ServiceHandle::new("listener".into());
ServiceHandle::new("listener".to_owned());
ServiceHandle::new(String::from("listener"));
If I change the signature to something like:
fn new(name: &str) -> ServiceHandle {
// other init stuff
ServiceHandle { name: name.to_owned() }
}
Then I have to remember to prefix String with & when passing to the function. Another possibility is to from_string and from_str which is what I started to rely on next. Then I don’t have to remember as much, just use the right one for the right type.
fn from_str(name: &str) -> ServiceHandle {
// skip init stuff, let from_string do it
ServiceHandle::from_string(name.to_owned())
}
fn from_string(name: String) -> ServiceHandle {
// other init stuff
ServiceHandle { name: name }
}
This gets me into a better state where it is easy to remember what string type it takes, but it feels clumsy. Rust provides the From and Into traits that types can implement to enable more generic coding. They are as their name implies a way to automatically change types. They are “reflexive” which means that if one of them is implemented the other can use it. For example, impl From<A> for B would allow you to write a function like fn thing<T: Into<B>>(arg: T) which could be called like thing(A {}).
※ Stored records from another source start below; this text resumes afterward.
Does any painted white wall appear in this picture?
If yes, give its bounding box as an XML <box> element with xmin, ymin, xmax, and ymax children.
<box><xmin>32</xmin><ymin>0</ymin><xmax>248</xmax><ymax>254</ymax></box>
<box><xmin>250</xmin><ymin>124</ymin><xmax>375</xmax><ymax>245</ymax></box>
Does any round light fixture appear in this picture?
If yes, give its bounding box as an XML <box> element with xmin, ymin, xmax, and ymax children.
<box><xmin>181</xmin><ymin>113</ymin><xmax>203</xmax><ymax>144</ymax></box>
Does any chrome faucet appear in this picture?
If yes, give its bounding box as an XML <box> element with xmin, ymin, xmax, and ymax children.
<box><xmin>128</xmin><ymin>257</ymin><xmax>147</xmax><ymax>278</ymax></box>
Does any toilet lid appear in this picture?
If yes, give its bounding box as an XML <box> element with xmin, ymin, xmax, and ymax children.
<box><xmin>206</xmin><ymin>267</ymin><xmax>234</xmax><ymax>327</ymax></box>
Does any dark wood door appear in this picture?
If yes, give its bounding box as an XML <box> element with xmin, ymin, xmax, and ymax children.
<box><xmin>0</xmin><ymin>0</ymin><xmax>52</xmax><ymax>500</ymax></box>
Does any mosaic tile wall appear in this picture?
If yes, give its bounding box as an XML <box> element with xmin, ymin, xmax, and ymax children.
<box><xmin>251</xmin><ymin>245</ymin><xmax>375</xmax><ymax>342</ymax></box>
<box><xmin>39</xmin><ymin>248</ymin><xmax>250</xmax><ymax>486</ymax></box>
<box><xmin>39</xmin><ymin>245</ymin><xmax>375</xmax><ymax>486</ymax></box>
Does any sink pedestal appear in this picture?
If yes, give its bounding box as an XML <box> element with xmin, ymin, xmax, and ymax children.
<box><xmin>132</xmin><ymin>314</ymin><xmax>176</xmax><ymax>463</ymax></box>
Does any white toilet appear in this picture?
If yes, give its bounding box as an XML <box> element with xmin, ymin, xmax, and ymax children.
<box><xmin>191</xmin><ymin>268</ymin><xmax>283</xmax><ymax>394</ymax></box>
So the next iteration of my ServiceHandle::new() went generic:
fn new<S: Into<String>>(name: S) -> ServiceHandle {
ServiceHandle { name: name.into() }
}
This allows calling with String, &str or several other types that can automatically be converted into a String. Making writing testing code with &'static str simple, while dynamically generated String objects still a first class citizen.
This is something I’ve struggled with myself. I’ve tended to favor `String` often when I shouldn’t just because it’s so much more simple to pass around with the lack of lifetime concerns, but I feel like this is a crutch of sorts. Using Into seems like the only sane way to avoid times where you are switching from owned to slice and back again just to satisfy different signatures as data flows through your program.
Lately, I’ve favored using `&str` in my parameter lists since learning that there is automatic conversion of `&String` to `&str` (likely via a trait mechanic as you’ve shown). I guess this is just shorthand for `.as_ref()` but I find it convenient.